Par Joël Onana
Selon les informations rapportées par son entourage, Léonie Alvine Kapnang a été extraite de son véhicule avant d’être conduite vers une destination inconnue. Ce n’est qu’ultérieurement qu’il a été indiqué qu’elle aurait été transférée dans les locaux de la Direction générale de la recherche extérieure (DGRE), à Yaoundé.
À ce jour, les autorités n’ont fourni aucune explication sur les motifs de son interpellation ni sur les faits qui lui seraient reprochés. Son avocat, Me Sother Menkem, affirme ne toujours pas avoir pu rencontrer sa cliente malgré plusieurs démarches entreprises auprès des administrations compétentes.

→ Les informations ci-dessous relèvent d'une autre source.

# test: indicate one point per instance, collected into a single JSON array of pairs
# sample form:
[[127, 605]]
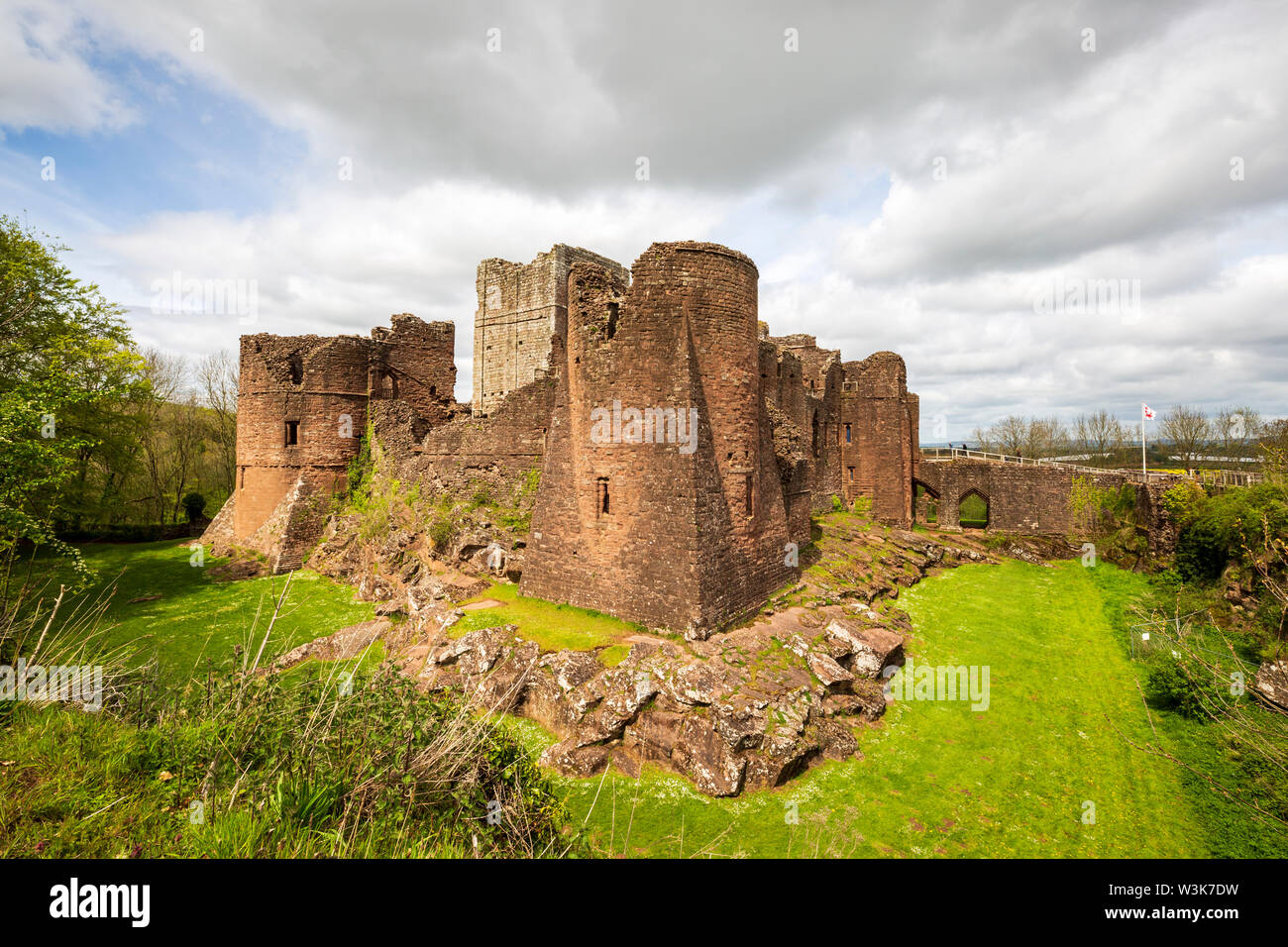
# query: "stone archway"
[[973, 509]]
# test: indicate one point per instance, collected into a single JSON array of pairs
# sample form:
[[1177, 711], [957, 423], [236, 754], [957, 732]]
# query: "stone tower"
[[645, 518], [301, 411], [520, 305]]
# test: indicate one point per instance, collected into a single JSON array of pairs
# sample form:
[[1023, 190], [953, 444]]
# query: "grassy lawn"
[[196, 617], [550, 625], [943, 780]]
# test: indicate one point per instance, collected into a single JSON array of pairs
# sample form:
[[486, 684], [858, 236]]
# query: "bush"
[[282, 767], [1202, 553], [1171, 685], [193, 504]]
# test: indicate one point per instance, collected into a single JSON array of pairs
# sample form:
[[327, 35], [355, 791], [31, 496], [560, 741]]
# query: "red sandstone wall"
[[520, 307], [678, 547], [1022, 499], [879, 458], [317, 382]]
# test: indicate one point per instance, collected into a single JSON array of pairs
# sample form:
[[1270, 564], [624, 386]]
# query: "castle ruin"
[[682, 447]]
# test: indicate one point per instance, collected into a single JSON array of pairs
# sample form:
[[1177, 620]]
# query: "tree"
[[1234, 432], [1099, 433], [1046, 437], [63, 351], [217, 385], [1189, 432]]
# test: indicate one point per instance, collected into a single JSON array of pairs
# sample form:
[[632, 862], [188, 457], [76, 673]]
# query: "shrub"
[[193, 504], [1171, 685], [1201, 553]]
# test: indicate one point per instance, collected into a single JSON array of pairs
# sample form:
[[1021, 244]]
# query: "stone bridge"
[[1022, 497]]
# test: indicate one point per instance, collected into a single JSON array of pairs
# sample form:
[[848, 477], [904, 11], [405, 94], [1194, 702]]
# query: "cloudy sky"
[[1044, 208]]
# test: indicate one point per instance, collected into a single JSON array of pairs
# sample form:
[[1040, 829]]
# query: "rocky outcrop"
[[745, 710], [1271, 684]]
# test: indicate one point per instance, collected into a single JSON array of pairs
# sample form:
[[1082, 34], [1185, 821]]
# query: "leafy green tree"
[[64, 357]]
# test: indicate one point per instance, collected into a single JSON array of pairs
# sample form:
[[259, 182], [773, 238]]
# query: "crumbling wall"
[[638, 527], [520, 307], [879, 436], [1034, 499]]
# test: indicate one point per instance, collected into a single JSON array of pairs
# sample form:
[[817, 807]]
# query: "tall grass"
[[240, 762]]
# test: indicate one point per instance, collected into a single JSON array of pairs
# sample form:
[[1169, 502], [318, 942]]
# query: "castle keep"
[[681, 446]]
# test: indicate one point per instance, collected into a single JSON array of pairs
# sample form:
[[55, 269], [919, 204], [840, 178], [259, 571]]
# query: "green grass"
[[941, 780], [197, 617], [553, 626]]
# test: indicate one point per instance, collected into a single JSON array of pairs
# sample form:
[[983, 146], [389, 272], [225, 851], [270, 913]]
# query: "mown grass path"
[[196, 617], [943, 780]]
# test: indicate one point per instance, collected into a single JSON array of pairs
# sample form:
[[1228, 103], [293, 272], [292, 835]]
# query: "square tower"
[[520, 305]]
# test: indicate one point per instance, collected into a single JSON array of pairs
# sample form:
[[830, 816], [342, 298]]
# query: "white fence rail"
[[1222, 478]]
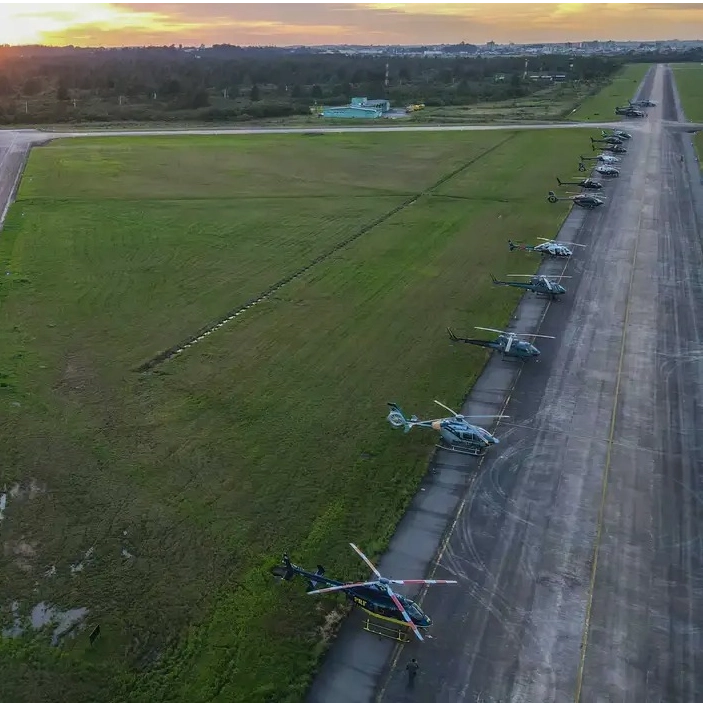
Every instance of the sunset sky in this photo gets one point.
(192, 22)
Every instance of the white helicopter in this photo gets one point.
(551, 248)
(603, 158)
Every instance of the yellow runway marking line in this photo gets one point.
(606, 473)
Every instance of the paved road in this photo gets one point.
(579, 546)
(14, 148)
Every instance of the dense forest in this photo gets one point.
(42, 85)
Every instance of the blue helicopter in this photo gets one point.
(457, 434)
(508, 344)
(375, 597)
(618, 133)
(538, 284)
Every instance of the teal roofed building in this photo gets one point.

Le conseil de la femme d’affaires dit avoir saisi le ministère de la Justice, la DGRE, la Commission nationale des droits de l’homme ainsi que les services du Premier ministre afin d’obtenir des informations sur la situation de sa cliente et de faire respecter ses droits. Selon lui, aucune de ces institutions n’a, pour l’instant, répondu à ses sollicitations.
Cette disparition prolongée sans communication officielle ravive de douloureux souvenirs au sein de l’opinion publique. Plusieurs observateurs établissent un parallèle avec l’affaire du journaliste d’investigation Martinez Zogo, enlevé en janvier 2023 avant que son corps ne soit retrouvé quelques jours plus tard dans la périphérie de Yaoundé. Les enquêtes judiciaires ouvertes dans ce dossier avaient mis en cause des agents de la DGRE dans les actes de torture ayant précédé sa mort.
L’absence d’informations sur le sort de Léonie Alvine Kapnang alimente désormais les inquiétudes de ses proches et des défenseurs des droits humains, qui réclament que toute la lumière soit faite sur les circonstances de son arrestation, son lieu exact de détention et son état de santé.